On Jan 29, after Elon Musk’s addition of BTC to his online bio, BTC surged 20%. Yesterday, when Tesla bought $1.5B worth of BTC, its price surged about 10%.
Crypto speculators, and now even market analysts, have often forecasted that BTC could easily break $100K any day, because of its limited supply. This is because the world will never have more than 21M Bitcoins.
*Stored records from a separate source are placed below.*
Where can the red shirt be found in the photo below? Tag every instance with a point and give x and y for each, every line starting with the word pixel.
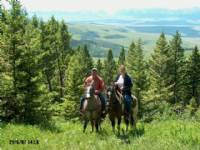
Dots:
pixel 98 82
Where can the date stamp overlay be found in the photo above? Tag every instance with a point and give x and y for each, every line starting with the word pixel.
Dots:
pixel 24 141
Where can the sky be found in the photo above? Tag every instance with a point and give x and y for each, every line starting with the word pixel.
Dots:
pixel 109 6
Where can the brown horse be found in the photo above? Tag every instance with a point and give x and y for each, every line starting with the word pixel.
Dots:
pixel 91 109
pixel 115 106
pixel 131 117
pixel 117 110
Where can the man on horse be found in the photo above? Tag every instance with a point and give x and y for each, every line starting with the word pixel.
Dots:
pixel 124 83
pixel 98 86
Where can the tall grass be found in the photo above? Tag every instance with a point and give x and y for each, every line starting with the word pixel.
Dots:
pixel 172 134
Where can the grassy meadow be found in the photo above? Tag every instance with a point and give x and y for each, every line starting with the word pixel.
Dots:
pixel 166 134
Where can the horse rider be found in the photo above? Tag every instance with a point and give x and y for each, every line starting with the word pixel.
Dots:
pixel 98 86
pixel 124 83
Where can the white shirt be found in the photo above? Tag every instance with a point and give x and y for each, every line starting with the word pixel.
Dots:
pixel 120 81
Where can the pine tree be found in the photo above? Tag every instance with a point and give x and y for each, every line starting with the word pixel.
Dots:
pixel 136 67
pixel 158 67
pixel 13 44
pixel 49 45
pixel 32 90
pixel 109 68
pixel 193 77
pixel 176 71
pixel 63 53
pixel 121 59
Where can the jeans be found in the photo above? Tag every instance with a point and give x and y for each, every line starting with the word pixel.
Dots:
pixel 101 97
pixel 127 102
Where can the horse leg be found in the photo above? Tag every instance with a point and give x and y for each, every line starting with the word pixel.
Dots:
pixel 85 125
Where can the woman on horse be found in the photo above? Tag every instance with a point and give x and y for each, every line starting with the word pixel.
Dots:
pixel 124 83
pixel 99 87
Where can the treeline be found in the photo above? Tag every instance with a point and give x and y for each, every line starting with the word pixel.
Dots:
pixel 41 75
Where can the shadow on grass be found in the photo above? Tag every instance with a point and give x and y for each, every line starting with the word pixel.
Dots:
pixel 50 126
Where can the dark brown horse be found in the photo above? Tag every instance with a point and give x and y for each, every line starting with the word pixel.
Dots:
pixel 91 109
pixel 131 117
pixel 114 106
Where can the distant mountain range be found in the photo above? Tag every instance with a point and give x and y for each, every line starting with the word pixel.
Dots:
pixel 101 30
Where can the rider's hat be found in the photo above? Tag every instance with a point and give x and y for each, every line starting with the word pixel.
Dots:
pixel 94 69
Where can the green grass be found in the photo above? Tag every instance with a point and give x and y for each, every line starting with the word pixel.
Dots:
pixel 157 135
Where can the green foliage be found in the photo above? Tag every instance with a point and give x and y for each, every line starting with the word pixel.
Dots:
pixel 159 134
pixel 136 67
pixel 176 71
pixel 158 69
pixel 193 76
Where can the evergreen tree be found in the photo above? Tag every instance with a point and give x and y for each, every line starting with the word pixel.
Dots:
pixel 63 54
pixel 193 76
pixel 12 49
pixel 136 67
pixel 49 45
pixel 158 67
pixel 109 68
pixel 121 59
pixel 32 90
pixel 176 71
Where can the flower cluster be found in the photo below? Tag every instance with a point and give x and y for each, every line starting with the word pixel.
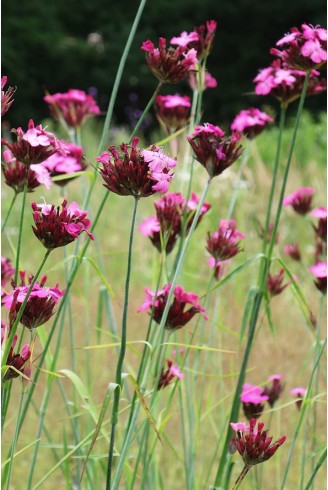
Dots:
pixel 179 313
pixel 40 304
pixel 174 216
pixel 251 122
pixel 169 65
pixel 74 107
pixel 304 48
pixel 135 172
pixel 55 228
pixel 254 445
pixel 215 151
pixel 34 146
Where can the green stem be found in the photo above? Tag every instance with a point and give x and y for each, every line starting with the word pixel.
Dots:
pixel 118 379
pixel 8 212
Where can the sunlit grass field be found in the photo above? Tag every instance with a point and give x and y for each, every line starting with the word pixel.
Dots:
pixel 284 342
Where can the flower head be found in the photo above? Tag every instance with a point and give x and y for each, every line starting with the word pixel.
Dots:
pixel 300 200
pixel 73 106
pixel 215 151
pixel 169 65
pixel 319 270
pixel 304 48
pixel 183 308
pixel 135 172
pixel 169 374
pixel 254 445
pixel 34 146
pixel 6 96
pixel 57 228
pixel 40 304
pixel 251 122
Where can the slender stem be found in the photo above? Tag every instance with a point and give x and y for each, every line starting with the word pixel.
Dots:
pixel 20 232
pixel 118 379
pixel 8 212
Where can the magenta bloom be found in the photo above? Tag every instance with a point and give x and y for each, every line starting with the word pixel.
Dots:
pixel 172 211
pixel 285 84
pixel 169 374
pixel 274 391
pixel 251 122
pixel 303 49
pixel 6 96
pixel 135 172
pixel 169 65
pixel 213 150
pixel 72 162
pixel 173 110
pixel 275 283
pixel 252 398
pixel 293 251
pixel 179 312
pixel 16 173
pixel 319 270
pixel 253 445
pixel 300 200
pixel 73 106
pixel 40 304
pixel 55 228
pixel 34 146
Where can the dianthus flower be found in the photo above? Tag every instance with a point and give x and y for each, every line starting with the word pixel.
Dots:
pixel 299 393
pixel 40 304
pixel 275 283
pixel 173 110
pixel 70 163
pixel 171 211
pixel 252 398
pixel 179 313
pixel 293 251
pixel 223 244
pixel 254 445
pixel 73 106
pixel 274 391
pixel 55 228
pixel 16 173
pixel 285 84
pixel 319 270
pixel 201 39
pixel 6 96
pixel 208 82
pixel 169 374
pixel 135 172
pixel 34 146
pixel 251 122
pixel 169 65
pixel 300 200
pixel 304 49
pixel 213 150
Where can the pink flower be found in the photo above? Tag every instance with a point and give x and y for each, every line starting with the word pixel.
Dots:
pixel 55 228
pixel 251 122
pixel 300 200
pixel 135 172
pixel 253 445
pixel 168 375
pixel 304 49
pixel 213 150
pixel 169 65
pixel 34 146
pixel 319 270
pixel 178 316
pixel 40 304
pixel 73 106
pixel 6 96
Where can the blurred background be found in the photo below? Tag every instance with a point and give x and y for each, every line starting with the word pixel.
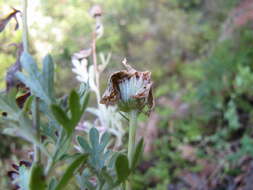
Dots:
pixel 200 53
Earlier, Elon Musk sent Doge to the moon
When Elon Musk Tweeted about Ethereum:
What very few remember is that Elon is used to announce his crypto-obsession on Twitter. He tweeted about Ethereum some 22 months ago:
This was followed by a question:
And that was followed by Vitalik Buterin (the founder of Ethereum) inviting Elon to Ethereum Devcon in Oct 2019.
What is surprising, though, is that this exchange did not result in an ETH spike at that time. This, despite the fact that ETH has been #2 in market cap, just after BTC for most of the time.
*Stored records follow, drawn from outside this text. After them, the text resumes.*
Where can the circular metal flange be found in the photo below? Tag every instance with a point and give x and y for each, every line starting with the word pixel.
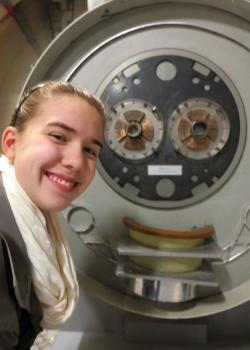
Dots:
pixel 195 133
pixel 199 128
pixel 134 129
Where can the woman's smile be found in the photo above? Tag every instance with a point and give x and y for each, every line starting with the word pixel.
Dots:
pixel 62 182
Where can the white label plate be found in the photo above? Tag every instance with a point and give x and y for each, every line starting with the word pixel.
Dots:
pixel 160 170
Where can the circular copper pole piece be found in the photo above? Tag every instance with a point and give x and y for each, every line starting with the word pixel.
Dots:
pixel 135 130
pixel 197 129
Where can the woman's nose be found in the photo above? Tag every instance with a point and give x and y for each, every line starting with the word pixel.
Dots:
pixel 73 158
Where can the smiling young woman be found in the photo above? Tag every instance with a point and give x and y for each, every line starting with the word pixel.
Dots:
pixel 50 153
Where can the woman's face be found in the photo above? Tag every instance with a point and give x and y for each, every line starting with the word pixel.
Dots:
pixel 55 156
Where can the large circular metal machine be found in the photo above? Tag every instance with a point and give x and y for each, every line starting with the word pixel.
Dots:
pixel 175 78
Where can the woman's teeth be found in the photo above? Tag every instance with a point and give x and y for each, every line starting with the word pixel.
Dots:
pixel 61 181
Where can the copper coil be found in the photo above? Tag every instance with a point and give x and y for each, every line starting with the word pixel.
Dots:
pixel 120 130
pixel 134 115
pixel 186 132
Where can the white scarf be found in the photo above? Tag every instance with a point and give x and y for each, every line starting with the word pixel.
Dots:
pixel 53 273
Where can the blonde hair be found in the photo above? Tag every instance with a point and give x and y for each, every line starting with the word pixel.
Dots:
pixel 31 101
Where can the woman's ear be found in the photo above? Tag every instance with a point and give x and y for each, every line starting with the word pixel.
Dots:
pixel 9 142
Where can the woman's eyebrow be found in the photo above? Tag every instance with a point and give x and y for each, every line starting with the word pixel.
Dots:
pixel 71 130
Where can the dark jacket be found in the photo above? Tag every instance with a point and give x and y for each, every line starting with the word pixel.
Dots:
pixel 20 311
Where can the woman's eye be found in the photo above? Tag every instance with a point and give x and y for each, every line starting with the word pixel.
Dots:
pixel 58 137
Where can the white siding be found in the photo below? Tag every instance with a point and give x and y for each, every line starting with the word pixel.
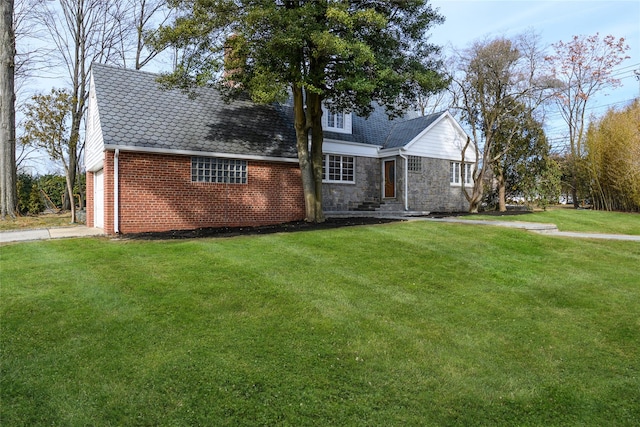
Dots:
pixel 98 199
pixel 443 140
pixel 94 148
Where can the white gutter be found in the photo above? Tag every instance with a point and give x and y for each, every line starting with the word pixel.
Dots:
pixel 406 180
pixel 116 183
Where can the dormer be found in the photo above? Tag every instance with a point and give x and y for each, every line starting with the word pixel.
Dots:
pixel 339 122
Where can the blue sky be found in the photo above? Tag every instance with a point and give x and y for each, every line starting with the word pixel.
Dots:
pixel 470 20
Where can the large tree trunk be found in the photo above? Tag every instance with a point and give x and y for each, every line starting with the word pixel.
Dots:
pixel 310 159
pixel 502 190
pixel 8 192
pixel 314 107
pixel 304 157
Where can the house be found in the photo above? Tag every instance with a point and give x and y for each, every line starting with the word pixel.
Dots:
pixel 160 160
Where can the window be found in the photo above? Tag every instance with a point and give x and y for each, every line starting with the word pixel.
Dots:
pixel 335 120
pixel 415 163
pixel 468 177
pixel 338 122
pixel 338 168
pixel 454 173
pixel 213 169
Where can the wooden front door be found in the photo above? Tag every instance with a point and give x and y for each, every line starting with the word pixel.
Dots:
pixel 389 178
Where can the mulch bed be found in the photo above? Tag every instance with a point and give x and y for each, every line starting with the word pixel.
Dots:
pixel 265 229
pixel 290 226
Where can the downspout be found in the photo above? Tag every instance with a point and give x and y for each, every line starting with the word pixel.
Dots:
pixel 116 184
pixel 406 180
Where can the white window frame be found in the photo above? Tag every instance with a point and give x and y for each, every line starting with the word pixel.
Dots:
pixel 218 170
pixel 335 120
pixel 346 165
pixel 339 122
pixel 468 174
pixel 414 163
pixel 455 174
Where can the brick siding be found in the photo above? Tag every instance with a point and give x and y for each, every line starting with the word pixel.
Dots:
pixel 157 194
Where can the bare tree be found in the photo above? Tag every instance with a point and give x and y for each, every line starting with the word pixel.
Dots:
pixel 47 127
pixel 82 32
pixel 144 17
pixel 495 78
pixel 8 192
pixel 583 67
That says much more about these two ecosystems: Not Tesla +Ether, but Tesla + Ethereum.
Ether isn’t the king of crypto-kingdom…
When Tesla bought $1.5B worth of BTC, the purpose was clear: Tesla wanted to inflate its future cash reserves using today’s most inflation-prone currency: Bitcoin.
It’s the king maker.
But Ether can exist in unlimited supply. This was intended so because it is designed to serve a much different purpose than Bitcoin. Unlike Bitcoin, it is designed to be free from volatility spikes of currency markets.
Despite this, Ether has the 2nd highest market capitalization after Bitcoin.
But we aren’t talking about Ether here. We are talking about Ethereum. And that will explain why Ether isn’t the king of crypto-kingdom. It’s much more powerful than the king.
It’s the kingmaker.
To understand this, we must go through some history and much of the basics.
What’s a blockchain?
The web is replete with blockchain definitions, so we will be limited to what matters to Ether & Ethereum.
Ethereum is a blockchain. Bitcoin network, where BTC is mined, is also a blockchain.
The word blockchain is also used to describe a decentralized application (DApp) nowadays — though historically blockchain was used to indicate distributed ledger (i.e. list of transactions spread across computer nodes)
Bitcoin network was limited to BTC mining & exchange only. BTC was a money token generated by the Bitcoin network, and the network didn’t do much beyond-
- Producing a BTC token
- Validating a BTC transaction between two parties
When a transaction takes place on a blockchain network, consider the fact that there is no central player calling the shots.
For example, if party A pays USD 5M to party B, the transaction + the storage of its record is made in a bank’s server, located in 1–10 locations max, worldwide.
Contrary to that: When party A pays 5 BTC to party B, the transaction happens on any of the thousands of servers running the bitcoin network, just like a movie getting downloaded+uploaded on BitTorrent. Any of them can get a copy of that transaction.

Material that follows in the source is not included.